— Galatée, as-tu déjà connu l’amour ?

Elle me considéra gravement.

— Dois-je vraiment te répondre ? Ne peux-tu le comprendre, le sentir par toi-même ?

— Je… je ne sais pas. J’ignore qui tu es vraiment.

   Moi aussi, j’ignore tout de toi. Mais je ne me pose pas toutes ces questions.
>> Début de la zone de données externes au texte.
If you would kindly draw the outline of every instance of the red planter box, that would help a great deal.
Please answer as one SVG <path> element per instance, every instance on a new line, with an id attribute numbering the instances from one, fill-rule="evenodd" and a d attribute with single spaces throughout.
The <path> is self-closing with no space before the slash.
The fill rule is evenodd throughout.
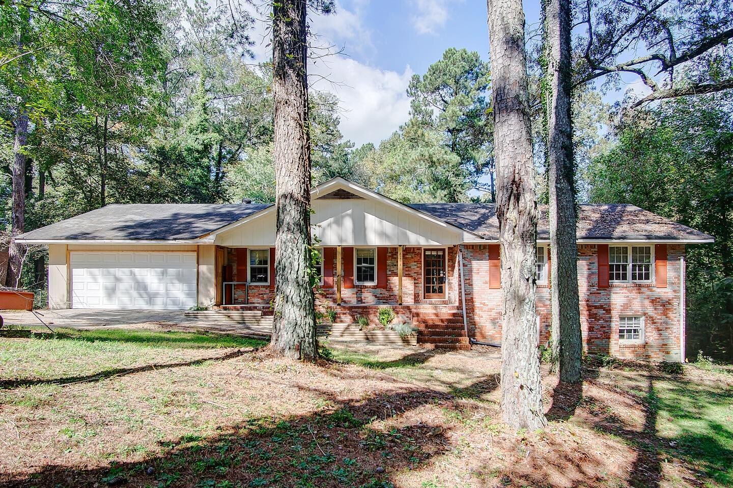
<path id="1" fill-rule="evenodd" d="M 33 294 L 0 290 L 0 310 L 33 310 Z"/>

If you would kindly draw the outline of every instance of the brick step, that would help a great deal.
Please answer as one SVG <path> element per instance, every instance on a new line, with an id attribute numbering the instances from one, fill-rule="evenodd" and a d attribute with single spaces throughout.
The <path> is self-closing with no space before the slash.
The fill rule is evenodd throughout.
<path id="1" fill-rule="evenodd" d="M 418 337 L 419 344 L 468 344 L 468 338 L 463 337 Z"/>
<path id="2" fill-rule="evenodd" d="M 470 351 L 470 344 L 420 344 L 423 349 L 445 349 L 454 351 Z"/>

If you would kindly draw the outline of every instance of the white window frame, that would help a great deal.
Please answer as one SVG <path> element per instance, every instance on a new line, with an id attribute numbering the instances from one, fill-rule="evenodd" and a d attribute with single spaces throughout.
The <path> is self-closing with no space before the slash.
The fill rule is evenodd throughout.
<path id="1" fill-rule="evenodd" d="M 638 339 L 621 339 L 621 320 L 622 319 L 639 319 L 639 338 Z M 619 338 L 619 344 L 645 344 L 646 317 L 640 314 L 624 314 L 619 316 L 617 327 L 616 328 L 616 336 Z"/>
<path id="2" fill-rule="evenodd" d="M 359 281 L 356 279 L 358 276 L 358 268 L 356 265 L 356 254 L 358 251 L 369 250 L 371 249 L 374 251 L 374 281 Z M 354 248 L 354 284 L 358 285 L 376 285 L 377 284 L 377 266 L 378 256 L 377 253 L 377 248 Z"/>
<path id="3" fill-rule="evenodd" d="M 321 268 L 320 269 L 320 277 L 321 277 L 321 278 L 320 278 L 320 281 L 318 281 L 318 284 L 323 285 L 323 248 L 317 248 L 316 251 L 317 251 L 320 254 L 320 255 L 321 255 L 321 259 L 320 259 L 320 262 L 321 262 L 321 265 L 320 265 L 320 268 Z"/>
<path id="4" fill-rule="evenodd" d="M 611 279 L 612 276 L 611 267 L 614 265 L 611 262 L 611 248 L 626 248 L 627 256 L 628 256 L 628 261 L 626 262 L 626 279 L 625 280 L 614 280 Z M 634 263 L 633 259 L 633 254 L 632 252 L 632 248 L 649 248 L 649 279 L 648 280 L 634 280 L 631 278 L 631 270 L 632 266 L 634 264 L 644 264 L 644 263 Z M 654 283 L 654 245 L 653 244 L 644 244 L 641 243 L 631 243 L 631 244 L 616 244 L 611 243 L 608 244 L 608 281 L 610 283 Z"/>
<path id="5" fill-rule="evenodd" d="M 549 257 L 548 253 L 550 251 L 550 246 L 548 246 L 547 244 L 537 244 L 537 246 L 535 246 L 535 251 L 534 251 L 535 252 L 535 256 L 537 255 L 537 249 L 538 249 L 539 248 L 542 248 L 543 256 L 544 256 L 544 258 L 545 258 L 544 262 L 541 263 L 544 266 L 544 270 L 545 270 L 544 275 L 543 275 L 544 278 L 542 279 L 539 279 L 537 278 L 537 267 L 535 267 L 535 270 L 534 270 L 534 279 L 537 281 L 537 284 L 548 284 L 548 276 L 549 276 L 549 275 L 550 275 L 550 270 L 549 270 L 549 267 L 548 266 L 548 257 Z M 539 264 L 540 264 L 540 262 L 539 261 L 537 261 L 537 265 L 539 265 Z"/>
<path id="6" fill-rule="evenodd" d="M 268 281 L 267 283 L 264 281 L 252 281 L 252 272 L 250 269 L 252 263 L 251 253 L 253 251 L 268 251 Z M 270 248 L 248 248 L 247 249 L 247 283 L 252 286 L 264 286 L 270 284 L 270 280 L 271 277 L 270 276 Z"/>

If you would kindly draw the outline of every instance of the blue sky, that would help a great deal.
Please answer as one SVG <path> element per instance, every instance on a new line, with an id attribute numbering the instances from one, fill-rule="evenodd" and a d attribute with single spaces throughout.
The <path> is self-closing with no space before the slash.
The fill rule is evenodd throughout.
<path id="1" fill-rule="evenodd" d="M 525 13 L 528 29 L 536 29 L 539 1 L 526 0 Z M 488 61 L 486 15 L 485 0 L 337 0 L 336 15 L 311 19 L 312 46 L 342 49 L 312 60 L 312 87 L 339 97 L 346 138 L 378 144 L 407 120 L 413 74 L 425 73 L 451 47 Z M 269 58 L 268 42 L 255 46 L 258 59 Z"/>

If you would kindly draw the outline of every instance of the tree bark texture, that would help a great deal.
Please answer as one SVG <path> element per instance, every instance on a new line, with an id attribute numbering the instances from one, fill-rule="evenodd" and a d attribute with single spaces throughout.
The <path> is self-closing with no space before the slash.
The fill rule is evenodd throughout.
<path id="1" fill-rule="evenodd" d="M 521 0 L 487 0 L 501 252 L 501 412 L 539 429 L 542 413 L 535 302 L 537 204 Z"/>
<path id="2" fill-rule="evenodd" d="M 28 112 L 24 102 L 18 104 L 18 117 L 13 124 L 15 144 L 12 148 L 12 169 L 10 171 L 12 181 L 11 199 L 10 243 L 8 248 L 8 270 L 6 283 L 9 286 L 20 285 L 21 273 L 25 250 L 22 244 L 15 242 L 15 237 L 22 234 L 26 221 L 26 163 L 23 149 L 28 141 Z"/>
<path id="3" fill-rule="evenodd" d="M 570 0 L 545 2 L 545 110 L 550 193 L 553 358 L 560 381 L 582 382 L 572 150 Z"/>
<path id="4" fill-rule="evenodd" d="M 273 7 L 273 156 L 276 183 L 275 317 L 271 349 L 315 361 L 315 300 L 310 267 L 310 138 L 308 129 L 306 2 Z"/>

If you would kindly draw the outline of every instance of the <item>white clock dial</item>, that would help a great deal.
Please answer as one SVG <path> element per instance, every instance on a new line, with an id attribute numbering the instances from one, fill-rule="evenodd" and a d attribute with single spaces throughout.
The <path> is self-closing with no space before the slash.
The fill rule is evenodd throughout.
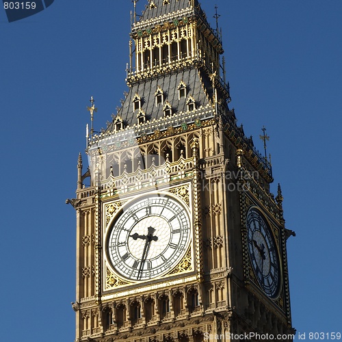
<path id="1" fill-rule="evenodd" d="M 248 252 L 259 285 L 271 298 L 278 295 L 280 267 L 276 243 L 266 220 L 256 208 L 247 214 Z"/>
<path id="2" fill-rule="evenodd" d="M 118 274 L 146 280 L 175 267 L 189 242 L 187 210 L 170 196 L 154 194 L 123 208 L 109 230 L 107 252 Z"/>

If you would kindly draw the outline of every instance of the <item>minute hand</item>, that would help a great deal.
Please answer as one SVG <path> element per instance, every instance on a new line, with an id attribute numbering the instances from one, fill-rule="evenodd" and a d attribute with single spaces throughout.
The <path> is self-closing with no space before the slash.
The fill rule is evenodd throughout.
<path id="1" fill-rule="evenodd" d="M 158 237 L 153 236 L 153 233 L 155 233 L 155 229 L 153 227 L 148 227 L 148 234 L 147 236 L 145 235 L 138 235 L 137 234 L 133 234 L 131 235 L 132 237 L 136 240 L 137 237 L 140 237 L 141 239 L 146 239 L 145 246 L 144 246 L 144 251 L 142 252 L 142 260 L 140 261 L 140 266 L 139 267 L 139 271 L 137 272 L 137 278 L 140 278 L 141 273 L 142 272 L 142 268 L 144 266 L 144 263 L 145 263 L 145 260 L 147 258 L 147 254 L 148 254 L 148 250 L 150 250 L 150 241 L 152 240 L 157 241 L 158 239 Z M 135 237 L 137 237 L 135 238 Z"/>

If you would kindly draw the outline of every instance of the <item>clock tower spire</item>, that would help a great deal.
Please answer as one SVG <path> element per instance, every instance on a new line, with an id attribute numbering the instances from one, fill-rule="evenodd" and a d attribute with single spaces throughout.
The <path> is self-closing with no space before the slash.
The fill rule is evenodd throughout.
<path id="1" fill-rule="evenodd" d="M 282 196 L 228 107 L 218 26 L 198 0 L 133 3 L 128 92 L 67 201 L 75 341 L 292 341 Z"/>

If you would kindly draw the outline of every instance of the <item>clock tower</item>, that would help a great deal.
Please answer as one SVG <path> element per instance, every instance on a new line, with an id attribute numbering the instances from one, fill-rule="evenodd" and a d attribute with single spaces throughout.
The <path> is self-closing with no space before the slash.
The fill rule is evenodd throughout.
<path id="1" fill-rule="evenodd" d="M 292 341 L 292 232 L 228 107 L 218 29 L 198 0 L 149 0 L 133 21 L 129 90 L 101 133 L 92 98 L 89 168 L 80 154 L 67 200 L 75 341 Z"/>

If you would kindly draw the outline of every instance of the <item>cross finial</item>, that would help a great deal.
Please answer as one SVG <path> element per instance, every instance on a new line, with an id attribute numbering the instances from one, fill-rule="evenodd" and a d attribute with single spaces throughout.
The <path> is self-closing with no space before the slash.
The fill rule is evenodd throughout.
<path id="1" fill-rule="evenodd" d="M 94 133 L 94 112 L 97 112 L 97 108 L 95 108 L 95 105 L 94 103 L 95 100 L 92 96 L 90 97 L 90 100 L 89 100 L 90 103 L 92 104 L 92 107 L 87 107 L 87 110 L 90 111 L 90 120 L 92 121 L 92 128 L 90 129 L 90 135 L 92 140 L 92 134 Z"/>
<path id="2" fill-rule="evenodd" d="M 261 131 L 263 132 L 263 135 L 260 135 L 260 139 L 263 141 L 263 148 L 265 150 L 265 159 L 267 159 L 267 153 L 266 151 L 266 142 L 269 140 L 269 137 L 266 134 L 266 129 L 265 128 L 265 126 L 263 127 L 261 129 Z"/>

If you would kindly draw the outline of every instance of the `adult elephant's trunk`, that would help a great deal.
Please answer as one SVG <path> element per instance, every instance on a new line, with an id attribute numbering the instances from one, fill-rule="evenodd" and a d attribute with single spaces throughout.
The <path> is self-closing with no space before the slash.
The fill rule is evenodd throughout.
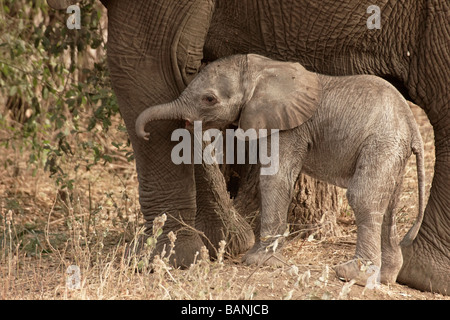
<path id="1" fill-rule="evenodd" d="M 180 102 L 174 100 L 145 109 L 136 119 L 136 134 L 139 138 L 148 140 L 150 133 L 145 131 L 147 123 L 156 120 L 185 120 L 187 112 L 183 110 Z"/>

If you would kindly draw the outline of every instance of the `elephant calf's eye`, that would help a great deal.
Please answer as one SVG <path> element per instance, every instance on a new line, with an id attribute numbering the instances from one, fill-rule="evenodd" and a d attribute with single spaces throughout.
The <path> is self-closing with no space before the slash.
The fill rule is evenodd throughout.
<path id="1" fill-rule="evenodd" d="M 206 104 L 212 106 L 212 105 L 217 103 L 217 98 L 214 97 L 214 96 L 204 96 L 203 97 L 203 102 L 205 102 Z"/>

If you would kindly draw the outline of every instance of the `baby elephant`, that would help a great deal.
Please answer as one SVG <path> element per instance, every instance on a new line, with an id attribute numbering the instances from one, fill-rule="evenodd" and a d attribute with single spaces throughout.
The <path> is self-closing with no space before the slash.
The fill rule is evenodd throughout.
<path id="1" fill-rule="evenodd" d="M 271 255 L 280 245 L 273 244 L 287 228 L 294 184 L 304 172 L 347 188 L 356 253 L 335 267 L 338 277 L 365 284 L 365 270 L 381 270 L 382 282 L 395 282 L 402 266 L 395 206 L 411 152 L 417 159 L 419 214 L 404 245 L 422 223 L 425 171 L 419 129 L 391 84 L 371 75 L 325 76 L 298 63 L 235 55 L 206 66 L 175 101 L 143 111 L 138 136 L 148 139 L 145 125 L 163 119 L 202 121 L 204 129 L 236 124 L 243 130 L 280 130 L 279 169 L 260 176 L 260 235 L 245 263 L 279 263 Z M 270 148 L 274 142 L 267 140 Z"/>

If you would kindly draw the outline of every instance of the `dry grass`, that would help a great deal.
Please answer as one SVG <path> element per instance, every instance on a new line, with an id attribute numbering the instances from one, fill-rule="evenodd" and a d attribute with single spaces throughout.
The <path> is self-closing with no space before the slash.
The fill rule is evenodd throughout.
<path id="1" fill-rule="evenodd" d="M 414 113 L 425 141 L 428 190 L 433 131 L 420 109 Z M 356 226 L 348 217 L 340 223 L 339 237 L 290 241 L 283 248 L 286 265 L 279 269 L 243 266 L 239 258 L 211 262 L 202 251 L 188 270 L 176 270 L 167 263 L 170 248 L 151 265 L 125 258 L 125 242 L 142 232 L 133 163 L 118 160 L 79 171 L 74 191 L 67 193 L 57 190 L 47 173 L 33 177 L 26 152 L 0 157 L 2 163 L 9 160 L 0 173 L 1 299 L 449 299 L 399 284 L 367 289 L 336 279 L 333 265 L 355 250 Z M 416 215 L 411 158 L 398 208 L 402 234 Z M 153 245 L 148 242 L 147 254 Z M 67 283 L 74 278 L 66 273 L 70 266 L 79 268 L 79 287 Z"/>

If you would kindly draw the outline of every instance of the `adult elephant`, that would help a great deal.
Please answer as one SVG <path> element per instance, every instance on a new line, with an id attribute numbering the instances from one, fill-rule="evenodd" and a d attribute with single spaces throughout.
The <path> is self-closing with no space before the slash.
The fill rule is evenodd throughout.
<path id="1" fill-rule="evenodd" d="M 76 1 L 48 2 L 64 8 Z M 171 162 L 174 142 L 170 136 L 180 123 L 161 121 L 149 127 L 152 142 L 148 143 L 137 138 L 135 119 L 144 108 L 176 98 L 197 74 L 202 59 L 253 52 L 299 61 L 324 74 L 379 75 L 423 107 L 435 134 L 435 173 L 419 234 L 402 248 L 404 263 L 398 281 L 421 290 L 450 292 L 448 1 L 102 3 L 108 9 L 111 77 L 135 151 L 142 212 L 149 227 L 154 217 L 167 212 L 173 218 L 165 231 L 182 228 L 176 244 L 178 264 L 189 264 L 202 245 L 199 235 L 183 228 L 180 218 L 202 228 L 213 243 L 221 237 L 216 231 L 224 230 L 224 220 L 233 224 L 235 252 L 246 250 L 253 239 L 248 225 L 221 195 L 224 180 L 216 169 L 197 166 L 194 170 L 193 165 Z M 376 6 L 372 12 L 371 5 Z"/>

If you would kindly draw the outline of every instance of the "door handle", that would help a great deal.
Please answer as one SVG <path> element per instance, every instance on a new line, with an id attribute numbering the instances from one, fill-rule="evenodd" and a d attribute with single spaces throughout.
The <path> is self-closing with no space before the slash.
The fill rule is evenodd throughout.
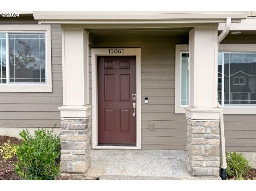
<path id="1" fill-rule="evenodd" d="M 135 113 L 135 107 L 136 107 L 136 103 L 133 103 L 133 116 L 136 116 L 136 114 Z"/>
— Comment vis-tu ? Quels sont tes rêves, tes craintes ?

— Je vis avec le jour qui passe, la rivière, les fruits. Je vis avec mes danses et mes chansons.

— Es-tu heureuse ?

— Bien sûr ! Tout le monde n’est-il pas heureux ? Toi-même, es-tu heureux ?

— Je ne sais pas, avouai-je. J'aimerais tant...

Je m'interrompis. Qu’est-ce que j’aimerais ? Qu’est-ce que je désirais, vraiment ?

N’étais-je pas en train de parler à une illusion, un rêve, une apparition ?

Je contemplai la jeune fille, ses cheveux d'or lustrés, ses yeux, sa douce peau claire et alors, pendant un instant tragique, je tentai de sentir la terre, le sol, le vent, d'entendre les bruits de l'endroit réel où je devais me trouver, quelque part au pays des ombres... et je ne le pus. Je souris ; je tendis une main pour effleurer son bras nu et elle me regarda un instant, surprise et sérieuse, avant de se lever d'un bond.

— Viens donc ! Je veux te montrer mon pays !

Elle partit en courant le long du ruisseau, et je la suivis à regret.